# Nitecore D5 - Piston Drive CR2/14250



## ma_sha1 (Mar 19, 2010)

Piston drive used to be exotic & so was CR2/14250 lights,not anymore. 
However, I've never seen a light that combined the two together. So I figure it'll be cool to make a mini PD ?

Here is the starting material: A brand new Nitecore D10 R2/HA III Gray. 






I first filed away the HAII coating at the tail, it's easier to do it with the whole light. Then, I cut the tail section off. It'll be re-jointed with the top half of the body later on. Hopefully, I'll be able to finish it up this weekend, but for now, I only had time to give it enough damage to send it on to the road of no return:





to be continued...


----------



## foxtrot824 (Mar 19, 2010)

*Re: Piston Drive CR2/14250*

I can't wait to see a final product!


----------



## ma_sha1 (Mar 20, 2010)

*Re: Piston Drive CR2/14250*

Some more progress this morning:

I tape up a Jigsaw to "constant on" & use it to cut just out side the pre-marked line: 





Grind it up with a mini grinder to where the line is:





Next, I used a Knife Sharpening stone to smooth up the surface under running water:





Then, open the end up with Step drill bit:






Test to make sure the Piston still fits, this is the half way product:
The "Belly Dancer" :devil:





The "belly dancer" is still a "turn on", thanks to the PD mechanism that doesn't need the flashlight body to complete the circuit.






I haven't cut the piston yet, just a sneak preview of what the size of the Mini PD would be.

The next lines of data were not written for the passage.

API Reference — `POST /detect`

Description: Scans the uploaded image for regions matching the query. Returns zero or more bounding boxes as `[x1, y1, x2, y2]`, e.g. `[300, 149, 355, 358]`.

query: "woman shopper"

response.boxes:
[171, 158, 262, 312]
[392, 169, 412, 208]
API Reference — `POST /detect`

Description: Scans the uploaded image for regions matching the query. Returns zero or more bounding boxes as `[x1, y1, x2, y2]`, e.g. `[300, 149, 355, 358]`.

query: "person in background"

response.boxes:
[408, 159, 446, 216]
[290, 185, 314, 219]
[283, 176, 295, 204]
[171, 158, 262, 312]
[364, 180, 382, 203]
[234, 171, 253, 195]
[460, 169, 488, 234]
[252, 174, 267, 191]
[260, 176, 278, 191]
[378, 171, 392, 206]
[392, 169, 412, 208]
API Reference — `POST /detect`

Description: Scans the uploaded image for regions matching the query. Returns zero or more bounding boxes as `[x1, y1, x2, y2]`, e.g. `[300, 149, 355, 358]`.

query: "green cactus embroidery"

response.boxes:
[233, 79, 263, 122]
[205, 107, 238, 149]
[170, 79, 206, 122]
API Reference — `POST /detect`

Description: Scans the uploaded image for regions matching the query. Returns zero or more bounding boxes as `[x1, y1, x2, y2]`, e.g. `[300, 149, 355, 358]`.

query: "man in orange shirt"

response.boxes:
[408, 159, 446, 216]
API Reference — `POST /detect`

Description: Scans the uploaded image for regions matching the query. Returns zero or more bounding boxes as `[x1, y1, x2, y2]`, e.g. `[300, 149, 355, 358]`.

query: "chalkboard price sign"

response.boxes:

Also need to clean up the cut end a bit more, as I made it 1-2mm longer so I'll have room to clean up the _"Cesarean_ section" wounds. 






Stay tuned...


----------



## MWClint (Mar 20, 2010)

*Re: Piston Drive CR2/14250*

ma_sha1, your stubby mods are great and this is the best one yet!


----------



## ma_sha1 (Mar 20, 2010)

*Re: Piston Drive CR2/14250*

Thanks, MWClint, very kind of you.

Now, the piston has been cut: Look how tiny the piston is, so cute 





Finally, a bit flashlight "niptuck" & then applied JBweld & clamp them together. 
Now comes to the worst part, I must wait 6-12 hours 






. . . ... :tired: ...:hairpull: ... ...:buddies:...
.
.


----------



## MarNav1 (Mar 20, 2010)

*Re: Piston Drive CR2/14250*

The waiting is the worst part..............When will these be availible for the rest of us??????


----------



## ma_sha1 (Mar 20, 2010)

*Re: Piston Drive CR2/14250*

Sorry, won't be from me, may be Nitcore could release one at some point?
I don't do custom mod service, only for fun


----------



## Zeruel (Mar 20, 2010)

*Re: Piston Drive CR2/14250*

  

I had the misconception this thread is going to ask for available CR2 PD lights in the market. Boy, was I wrong.


----------



## ma_sha1 (Mar 20, 2010)

*Re: Piston Drive CR2/14250*

I saw your "Tribute to Nitecore D10", that was excellent thread!

Imagine if they release a line of "Nitecore D5" in all the various anodizing color finishes?
.
.


----------



## JWRitchie76 (Mar 20, 2010)

Dude I'd hate to be the bearer of bad news but I think you've voided your warranty!  Seriously though. Very nice work there. :thumbsup:


----------



## ma_sha1 (Mar 20, 2010)

signalprick said:


> Dude I'd hate to be the bearer of bad news but I think you've voided your warranty!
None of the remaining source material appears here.